Significa isso que é a necessidade que faz a oração?

Não gostamos muito dessa afirmação. Pois, dizemos: isso é egoísmo. Isso é degradar a grandeza da oração. Apelar a Deus, orar só quando há necessidade é colocar a Deus ao serviço do homem. Dizemos: a oração é essencialmente louvor, ação de graças, etc.

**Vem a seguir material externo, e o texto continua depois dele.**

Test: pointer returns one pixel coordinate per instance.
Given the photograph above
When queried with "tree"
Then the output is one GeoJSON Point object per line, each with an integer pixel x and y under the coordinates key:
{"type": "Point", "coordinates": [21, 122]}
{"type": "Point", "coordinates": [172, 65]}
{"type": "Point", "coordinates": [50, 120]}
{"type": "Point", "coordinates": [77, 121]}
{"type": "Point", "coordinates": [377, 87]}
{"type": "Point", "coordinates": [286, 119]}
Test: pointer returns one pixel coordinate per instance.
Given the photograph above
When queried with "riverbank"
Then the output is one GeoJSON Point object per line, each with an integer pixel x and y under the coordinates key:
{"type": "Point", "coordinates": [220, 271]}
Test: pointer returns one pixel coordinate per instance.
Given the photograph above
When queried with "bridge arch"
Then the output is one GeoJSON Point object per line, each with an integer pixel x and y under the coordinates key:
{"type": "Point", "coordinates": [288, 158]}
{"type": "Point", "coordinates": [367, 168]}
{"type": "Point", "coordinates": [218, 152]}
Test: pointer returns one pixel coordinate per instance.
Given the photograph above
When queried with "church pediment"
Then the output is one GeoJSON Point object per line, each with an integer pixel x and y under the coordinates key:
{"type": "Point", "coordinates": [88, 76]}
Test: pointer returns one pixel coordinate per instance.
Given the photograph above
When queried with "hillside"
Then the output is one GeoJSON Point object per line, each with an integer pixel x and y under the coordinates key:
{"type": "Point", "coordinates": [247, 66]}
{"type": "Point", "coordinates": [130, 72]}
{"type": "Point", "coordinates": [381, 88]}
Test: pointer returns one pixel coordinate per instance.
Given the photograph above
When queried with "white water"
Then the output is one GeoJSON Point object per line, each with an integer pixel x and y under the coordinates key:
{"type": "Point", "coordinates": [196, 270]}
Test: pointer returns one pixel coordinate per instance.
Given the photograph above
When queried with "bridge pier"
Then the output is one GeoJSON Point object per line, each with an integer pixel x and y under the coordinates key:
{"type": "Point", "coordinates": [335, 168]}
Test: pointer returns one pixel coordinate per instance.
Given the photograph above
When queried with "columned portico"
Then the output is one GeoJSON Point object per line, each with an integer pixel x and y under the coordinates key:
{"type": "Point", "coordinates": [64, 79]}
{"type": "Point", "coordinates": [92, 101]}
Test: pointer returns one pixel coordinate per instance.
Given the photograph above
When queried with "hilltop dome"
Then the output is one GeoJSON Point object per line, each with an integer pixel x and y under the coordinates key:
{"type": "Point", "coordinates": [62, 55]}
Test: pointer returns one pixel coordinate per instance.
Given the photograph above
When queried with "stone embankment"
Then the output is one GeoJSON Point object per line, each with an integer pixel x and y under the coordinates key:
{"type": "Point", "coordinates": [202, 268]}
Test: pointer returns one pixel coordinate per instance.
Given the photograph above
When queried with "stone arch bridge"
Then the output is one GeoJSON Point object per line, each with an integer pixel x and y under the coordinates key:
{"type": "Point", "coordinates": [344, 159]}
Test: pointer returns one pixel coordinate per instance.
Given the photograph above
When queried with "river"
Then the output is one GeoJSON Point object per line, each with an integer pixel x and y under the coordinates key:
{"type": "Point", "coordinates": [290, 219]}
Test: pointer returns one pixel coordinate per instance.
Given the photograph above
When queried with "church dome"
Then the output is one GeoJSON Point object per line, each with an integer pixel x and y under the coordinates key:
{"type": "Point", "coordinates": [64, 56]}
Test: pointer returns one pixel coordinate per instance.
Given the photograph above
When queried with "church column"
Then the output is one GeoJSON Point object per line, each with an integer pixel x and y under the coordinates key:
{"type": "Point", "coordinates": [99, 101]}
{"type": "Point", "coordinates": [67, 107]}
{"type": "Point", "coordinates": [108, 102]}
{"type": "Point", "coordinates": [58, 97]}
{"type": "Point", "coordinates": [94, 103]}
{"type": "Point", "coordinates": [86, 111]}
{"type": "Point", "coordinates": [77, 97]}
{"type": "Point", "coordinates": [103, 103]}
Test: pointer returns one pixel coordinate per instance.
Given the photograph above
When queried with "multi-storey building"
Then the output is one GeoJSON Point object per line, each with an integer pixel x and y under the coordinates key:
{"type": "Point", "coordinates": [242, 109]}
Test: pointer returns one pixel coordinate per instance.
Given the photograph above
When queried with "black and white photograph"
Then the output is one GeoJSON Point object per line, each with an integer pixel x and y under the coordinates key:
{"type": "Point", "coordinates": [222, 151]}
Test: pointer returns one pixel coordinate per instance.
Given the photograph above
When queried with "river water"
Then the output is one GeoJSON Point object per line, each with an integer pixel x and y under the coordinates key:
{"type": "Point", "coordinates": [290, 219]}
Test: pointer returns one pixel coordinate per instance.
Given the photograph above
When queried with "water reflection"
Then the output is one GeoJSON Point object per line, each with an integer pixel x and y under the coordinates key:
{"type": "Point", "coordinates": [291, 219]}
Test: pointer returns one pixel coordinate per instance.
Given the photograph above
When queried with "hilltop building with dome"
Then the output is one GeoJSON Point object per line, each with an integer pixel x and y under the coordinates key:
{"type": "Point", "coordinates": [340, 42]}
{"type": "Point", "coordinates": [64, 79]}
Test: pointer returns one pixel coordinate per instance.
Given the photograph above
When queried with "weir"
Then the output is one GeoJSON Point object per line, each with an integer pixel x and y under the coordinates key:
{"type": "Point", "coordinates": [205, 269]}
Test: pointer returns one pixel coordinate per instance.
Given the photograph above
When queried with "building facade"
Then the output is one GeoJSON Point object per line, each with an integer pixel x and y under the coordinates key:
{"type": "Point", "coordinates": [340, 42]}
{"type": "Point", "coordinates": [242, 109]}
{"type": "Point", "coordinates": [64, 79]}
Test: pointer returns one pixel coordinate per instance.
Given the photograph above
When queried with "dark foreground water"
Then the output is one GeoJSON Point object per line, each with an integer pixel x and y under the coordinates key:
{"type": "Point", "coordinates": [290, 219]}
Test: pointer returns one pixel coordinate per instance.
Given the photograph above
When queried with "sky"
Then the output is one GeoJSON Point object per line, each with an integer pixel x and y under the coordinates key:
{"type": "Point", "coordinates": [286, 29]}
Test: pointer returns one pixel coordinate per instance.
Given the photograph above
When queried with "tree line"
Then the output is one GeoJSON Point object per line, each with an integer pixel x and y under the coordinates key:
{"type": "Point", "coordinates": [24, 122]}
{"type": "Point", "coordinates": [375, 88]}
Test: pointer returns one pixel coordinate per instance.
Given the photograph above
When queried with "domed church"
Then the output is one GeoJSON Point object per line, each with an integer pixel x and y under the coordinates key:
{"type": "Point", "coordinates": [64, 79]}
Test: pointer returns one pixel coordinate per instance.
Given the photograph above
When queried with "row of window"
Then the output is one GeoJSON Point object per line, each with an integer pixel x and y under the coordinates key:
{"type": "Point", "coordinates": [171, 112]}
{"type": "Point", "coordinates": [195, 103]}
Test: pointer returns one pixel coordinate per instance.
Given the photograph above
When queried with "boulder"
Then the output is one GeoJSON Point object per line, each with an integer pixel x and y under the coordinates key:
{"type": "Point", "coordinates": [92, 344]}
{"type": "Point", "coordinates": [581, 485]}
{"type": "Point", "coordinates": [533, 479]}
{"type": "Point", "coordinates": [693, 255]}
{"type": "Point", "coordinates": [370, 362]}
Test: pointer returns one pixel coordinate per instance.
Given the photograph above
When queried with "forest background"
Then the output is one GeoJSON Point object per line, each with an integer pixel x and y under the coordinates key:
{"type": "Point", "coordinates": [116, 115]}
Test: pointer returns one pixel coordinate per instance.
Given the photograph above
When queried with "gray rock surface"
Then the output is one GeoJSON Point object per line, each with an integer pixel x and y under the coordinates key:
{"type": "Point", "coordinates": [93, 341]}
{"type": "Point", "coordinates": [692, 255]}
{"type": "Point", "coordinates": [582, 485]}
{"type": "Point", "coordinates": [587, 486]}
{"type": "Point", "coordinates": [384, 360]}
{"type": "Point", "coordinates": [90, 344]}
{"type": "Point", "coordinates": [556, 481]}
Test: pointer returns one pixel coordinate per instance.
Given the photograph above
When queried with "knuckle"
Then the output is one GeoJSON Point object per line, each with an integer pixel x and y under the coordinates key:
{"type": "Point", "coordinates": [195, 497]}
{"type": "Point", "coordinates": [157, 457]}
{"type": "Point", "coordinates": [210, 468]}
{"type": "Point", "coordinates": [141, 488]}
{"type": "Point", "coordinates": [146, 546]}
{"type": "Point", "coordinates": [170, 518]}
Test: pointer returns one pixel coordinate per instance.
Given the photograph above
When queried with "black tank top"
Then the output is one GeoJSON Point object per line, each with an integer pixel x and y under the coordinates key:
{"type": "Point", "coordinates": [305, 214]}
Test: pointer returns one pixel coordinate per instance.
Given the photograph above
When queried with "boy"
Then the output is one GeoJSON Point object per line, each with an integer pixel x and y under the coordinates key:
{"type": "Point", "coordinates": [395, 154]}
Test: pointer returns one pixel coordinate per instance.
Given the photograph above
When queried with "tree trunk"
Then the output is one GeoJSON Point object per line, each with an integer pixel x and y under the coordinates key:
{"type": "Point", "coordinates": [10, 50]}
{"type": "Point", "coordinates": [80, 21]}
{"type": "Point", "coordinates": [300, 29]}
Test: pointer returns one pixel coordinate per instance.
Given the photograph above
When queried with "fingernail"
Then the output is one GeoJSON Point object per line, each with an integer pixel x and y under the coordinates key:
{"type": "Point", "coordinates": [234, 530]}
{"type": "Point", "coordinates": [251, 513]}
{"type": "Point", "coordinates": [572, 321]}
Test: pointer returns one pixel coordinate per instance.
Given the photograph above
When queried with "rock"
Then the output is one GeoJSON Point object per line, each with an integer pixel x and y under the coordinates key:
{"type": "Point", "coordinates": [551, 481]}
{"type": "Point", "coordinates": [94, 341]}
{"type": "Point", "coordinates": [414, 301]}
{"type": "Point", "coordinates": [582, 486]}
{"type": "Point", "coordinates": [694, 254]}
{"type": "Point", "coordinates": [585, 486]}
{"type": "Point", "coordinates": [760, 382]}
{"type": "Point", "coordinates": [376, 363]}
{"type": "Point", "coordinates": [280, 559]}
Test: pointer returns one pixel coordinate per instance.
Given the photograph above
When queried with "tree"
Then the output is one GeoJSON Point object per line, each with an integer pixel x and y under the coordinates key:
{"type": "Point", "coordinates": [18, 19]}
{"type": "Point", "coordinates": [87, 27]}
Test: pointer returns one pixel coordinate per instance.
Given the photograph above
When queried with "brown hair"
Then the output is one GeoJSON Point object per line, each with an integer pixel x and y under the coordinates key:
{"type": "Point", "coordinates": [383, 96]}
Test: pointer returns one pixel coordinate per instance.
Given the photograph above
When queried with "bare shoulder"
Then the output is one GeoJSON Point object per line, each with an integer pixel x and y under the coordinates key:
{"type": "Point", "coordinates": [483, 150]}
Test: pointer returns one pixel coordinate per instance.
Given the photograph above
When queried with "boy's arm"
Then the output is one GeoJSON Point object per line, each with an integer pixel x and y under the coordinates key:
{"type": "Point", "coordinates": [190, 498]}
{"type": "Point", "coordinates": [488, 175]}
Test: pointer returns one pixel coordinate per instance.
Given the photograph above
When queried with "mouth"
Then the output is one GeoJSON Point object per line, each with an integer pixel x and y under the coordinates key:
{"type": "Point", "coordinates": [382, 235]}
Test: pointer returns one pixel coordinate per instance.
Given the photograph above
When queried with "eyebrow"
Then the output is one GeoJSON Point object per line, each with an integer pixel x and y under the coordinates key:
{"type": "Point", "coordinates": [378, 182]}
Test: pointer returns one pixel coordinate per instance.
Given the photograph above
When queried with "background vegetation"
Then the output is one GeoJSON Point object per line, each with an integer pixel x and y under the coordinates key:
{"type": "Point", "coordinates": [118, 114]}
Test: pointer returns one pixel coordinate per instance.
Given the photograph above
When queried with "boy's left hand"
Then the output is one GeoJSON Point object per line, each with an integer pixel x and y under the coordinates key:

Se é assim, por quê a estrutura, a instituição me obriga a rezar quando não sentimos a necessidade de orar? Por quê orações comunitárias obrigatórias? Essa pergunta pode ser interessante. Mas, uma outra linha de questão é mais interessante, a saber: por quê só sentimos certos tipos de necessidade? Por quê não sentimos, por exemplo, a necessidade de agradecer quando estamos em apuros, na angústia mortal e Deus se retrai, silencia, deixando-nos na solidão de nós mesmos? Por quê não sentimos a necessidade de orar sempre, de tal maneira que a hora obrigatória de oração é também uma hora propícia para orar? Por quê para mim há distinção entre o espontâneo e o obrigatório? Por quê a espontaneidade não é para mim tão necessária que a necessidade da imposição se me torne espontâneo?No entanto, se sou sincero, devo dizer que eu rezo com convicção, de todo o coração, só quando há em mim a necessidade de clamar, de chamar a Deus. Certamente, a oração é essencialmente louvor, ação de graças. Mas pelo fato de eu saber isso, pelo fato de eu admitir isso, ainda eu não louvo a Deus. Certamente, tenho momentos em que não caibo na pele de contente, e assim louvo a Deus. A oração é como grito de alegria na gratidão. Isso quer dizer que a oração de louvor é grito de necessidade chamado alegria? Pois, o grito de alegria só sai na necessidade de expansão, da mesma maneira como o grito de socorro, a súplica só sai na necessidade de auxílio. Por quê, pois, não admitir que oramos só quando há necessidade?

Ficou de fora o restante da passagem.